# Step 4: Column Homogeneity Checks

This notebook evaluates whether key columns in our dataset are **homogeneous** — meaning they contain values of a consistent type and meaning. This is part of our Step 4 Capstone requirement.

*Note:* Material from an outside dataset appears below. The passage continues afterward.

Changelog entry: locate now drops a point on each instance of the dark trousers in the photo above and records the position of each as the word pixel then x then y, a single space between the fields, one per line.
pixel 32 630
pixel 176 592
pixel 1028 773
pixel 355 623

We'll use a small, representative sample of fields from different MusicBrainz tables. These fields include UUIDs, categories, dates, free-text, and numeric fields.


## 💡 How to Run This Notebook
- Make sure your PostgreSQL service is running and contains the imported MusicBrainz tables.
- Update the `connection_string` below with your actual DB username and password.
- Then run each cell from top to bottom using **Shift+Enter**.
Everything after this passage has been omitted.